Zoom, which is headquartered in California but has significant operations in China, says it expects regulatory approvals and the closing of the Five9 deal next year. As reported by the Wall Street Journal, last August the Federal Communications Commission (FCC), which chairs the committee, said it had investigated the agreement “to determine if it poses a national security risk to the United States.” FCC “believes that this risk may derive from foreign participation”.
The company: we are still waiting for the ok for 2022
Zoom, however, said in a statement that it plans to obtain the necessary regulatory approvals and still conclude the agreement with Five9 in the first half of 2022.

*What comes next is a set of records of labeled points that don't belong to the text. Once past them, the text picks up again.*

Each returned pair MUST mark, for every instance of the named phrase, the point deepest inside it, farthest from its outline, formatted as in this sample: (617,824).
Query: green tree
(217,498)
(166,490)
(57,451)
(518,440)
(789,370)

Zoom is headquartered in San Jose, California, and says more than half of its employees are in the United States, but it has a “sizable number” of employees in research and development in China. Zoom’s CEO Eric Yuan was born in China and only became a US citizen in 2007. The company said in a late.August document that it is cooperating with ongoing investigations.
The case of the meeting block on Tiananmen Square
The company, whose video conferencing app has seen significant growth in the toughest period of the Covid lockdown, attracted media attention last year for blocking online meetings related to the 1989 Tiananmen Square crackdown in Beijing and for temporarily suspended the accounts of three activists, at the request of the Chinese government.